Am Kulturforum entstehen bereits Flaniermeilen

Dafür müssen zwei Straßen weichen: Zum einen die nach Herbert von Karajan benannte, die von der Tiergartenstraße zur Matthäikirche führt, und zum anderen die Scharounstraße, die das Kulturforum von der Potsdamer Straße aus erschließt. Die Karajan-Straße wird nach dem Abriss wieder neu geschaffen, aber schmaler und näher ans Kunstgewerbemuseum herangerückt. Die dem Architekten gewidmeten Straße, die sich seit vielen Jahren in einem unzumutbaren Zustand befindet, verschwindet ganz. Und zwar zugunsten einer Fußgängerzone, die einen besseren Zugang zu jenen Museen gewährleisten soll, die im hinteren Bereich des Kulturforums an der so genannten Piazzetta liegen. Verbessert wird auch die dortige Situation der Treppenanlage an der Kante zum Matthäikirchplatz.

Die Form eines Trapezes wird der neue Scharounplatz haben, und er wird gepflastert sein mit jenen Granitsteinen in abwechslungsreicher Grauschattierung, wie sie bereits im vergangenen Jahr auf dem Zugang vom Potsdamer Platz zur Philharmonie verwendet wurden. Es wird Bäume und Bänke geben, und auch eine Haltstelle für den 200er-Bus, der die verkehrsberuhigte Zone befahren darf.

Neue Lebensader zwischen Kammermusiksaal und Museum

Dieser Platz zwischen Kammermusiksaal und Museum des 20. Jahrhunderts könnte sich tatsächlich ab 2020 zur Lebensader des Kulturforums entwickeln, tagsüber genutzt von den Kunstfreunden, abends von den Klassikfans.

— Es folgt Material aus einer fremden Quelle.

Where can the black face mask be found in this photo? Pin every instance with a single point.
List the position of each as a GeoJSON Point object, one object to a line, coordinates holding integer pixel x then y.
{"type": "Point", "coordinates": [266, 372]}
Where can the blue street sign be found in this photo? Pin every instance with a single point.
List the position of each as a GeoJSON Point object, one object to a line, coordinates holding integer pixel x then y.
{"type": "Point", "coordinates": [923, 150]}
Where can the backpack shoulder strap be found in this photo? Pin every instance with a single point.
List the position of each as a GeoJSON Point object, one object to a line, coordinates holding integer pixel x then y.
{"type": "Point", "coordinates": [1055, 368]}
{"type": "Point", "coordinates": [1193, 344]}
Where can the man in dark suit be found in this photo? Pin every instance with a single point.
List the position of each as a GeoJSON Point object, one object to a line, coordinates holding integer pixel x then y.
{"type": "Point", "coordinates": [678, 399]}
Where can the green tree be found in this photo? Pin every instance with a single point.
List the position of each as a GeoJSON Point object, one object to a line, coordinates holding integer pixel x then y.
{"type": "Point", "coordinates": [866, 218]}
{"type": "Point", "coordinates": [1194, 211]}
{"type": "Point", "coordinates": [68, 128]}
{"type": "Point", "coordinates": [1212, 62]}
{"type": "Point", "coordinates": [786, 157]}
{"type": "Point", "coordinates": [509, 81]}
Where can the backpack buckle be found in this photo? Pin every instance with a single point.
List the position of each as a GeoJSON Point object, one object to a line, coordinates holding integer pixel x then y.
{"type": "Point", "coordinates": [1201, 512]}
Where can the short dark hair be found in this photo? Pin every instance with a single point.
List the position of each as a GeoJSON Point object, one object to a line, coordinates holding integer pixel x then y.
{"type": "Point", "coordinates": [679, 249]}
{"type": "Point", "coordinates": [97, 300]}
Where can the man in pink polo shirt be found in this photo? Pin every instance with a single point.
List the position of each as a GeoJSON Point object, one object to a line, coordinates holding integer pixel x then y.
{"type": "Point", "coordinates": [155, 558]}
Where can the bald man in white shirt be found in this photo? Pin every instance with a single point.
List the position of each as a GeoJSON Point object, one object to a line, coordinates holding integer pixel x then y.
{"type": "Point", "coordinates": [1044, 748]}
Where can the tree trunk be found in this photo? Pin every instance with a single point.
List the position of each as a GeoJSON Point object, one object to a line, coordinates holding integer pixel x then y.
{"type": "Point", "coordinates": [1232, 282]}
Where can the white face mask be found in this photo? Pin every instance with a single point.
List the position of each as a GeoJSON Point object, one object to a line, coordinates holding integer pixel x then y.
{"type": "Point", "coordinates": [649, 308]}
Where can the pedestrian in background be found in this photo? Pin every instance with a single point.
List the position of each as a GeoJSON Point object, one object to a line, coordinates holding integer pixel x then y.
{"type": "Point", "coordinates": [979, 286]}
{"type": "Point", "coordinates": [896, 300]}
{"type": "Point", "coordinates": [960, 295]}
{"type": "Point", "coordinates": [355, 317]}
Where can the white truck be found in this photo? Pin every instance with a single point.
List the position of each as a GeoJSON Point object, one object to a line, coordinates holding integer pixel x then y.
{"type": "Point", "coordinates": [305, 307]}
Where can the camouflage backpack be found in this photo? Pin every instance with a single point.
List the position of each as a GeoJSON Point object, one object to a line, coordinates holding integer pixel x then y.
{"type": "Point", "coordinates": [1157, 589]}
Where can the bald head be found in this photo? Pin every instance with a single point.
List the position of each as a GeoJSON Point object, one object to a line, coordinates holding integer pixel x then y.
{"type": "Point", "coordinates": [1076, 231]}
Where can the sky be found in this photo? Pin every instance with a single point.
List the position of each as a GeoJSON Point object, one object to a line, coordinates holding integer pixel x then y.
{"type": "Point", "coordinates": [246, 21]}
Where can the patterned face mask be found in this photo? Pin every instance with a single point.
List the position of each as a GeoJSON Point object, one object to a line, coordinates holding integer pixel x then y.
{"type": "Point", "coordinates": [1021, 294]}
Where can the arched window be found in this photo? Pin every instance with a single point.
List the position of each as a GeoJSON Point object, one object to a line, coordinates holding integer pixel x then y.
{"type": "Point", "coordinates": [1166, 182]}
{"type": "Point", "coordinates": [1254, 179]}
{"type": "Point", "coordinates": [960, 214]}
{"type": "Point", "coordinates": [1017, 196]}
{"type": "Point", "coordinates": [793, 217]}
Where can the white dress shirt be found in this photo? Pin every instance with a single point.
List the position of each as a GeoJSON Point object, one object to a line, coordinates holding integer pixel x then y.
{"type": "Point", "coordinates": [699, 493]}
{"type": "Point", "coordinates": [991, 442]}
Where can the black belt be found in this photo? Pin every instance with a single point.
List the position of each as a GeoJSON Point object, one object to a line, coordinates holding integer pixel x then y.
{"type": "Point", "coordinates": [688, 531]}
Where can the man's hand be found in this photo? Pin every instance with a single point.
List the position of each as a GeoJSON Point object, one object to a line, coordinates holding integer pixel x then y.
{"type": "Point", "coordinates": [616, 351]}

Vielleicht erlaubt ja dann das Bezirksamt sogar jenen mobilen Food-Stationen, wie man sie von der Berlinale kennt, gestattet, dort Speisen und Getränke feil zu bieten. Und wenn er dann irgendwann fertig sein wird, soll auch der Bau von Herzog & de Meuron ein Restaurant haben, das direkt am Scharounplatz liegt.

Die Aussichten, dass nun endlich die Belebung des Geländes gelingt, sind also rosig. Und werden den Nutzern wie den Besuchern hoffentlich helfen, die zwei harten Umbau-Jahre zu überstehen. Denn es wird jede Menge lange Bauzäune geben, an denen man sich auf dem Weg zum Kulturgenuss vorbeischlängeln muss. An der Karajan-Straße laufen die Arbeiten bereits, im Sommer geht es dann auch in der Scharounstraße los. All jene, die bislang gewohnt waren, ihr Auto rund um die Matthäikirche abzustellen, und die bereits der Abriss des Philharmonie-Parkplatzes geschmerzt hat, müssen nun also definitiv auf die Öffentlichen Verkehrsmittel umschwenken oder die sieben Euro berappen, die das Parkhaus im Sonycenter für den „Abendtarif“ fordert.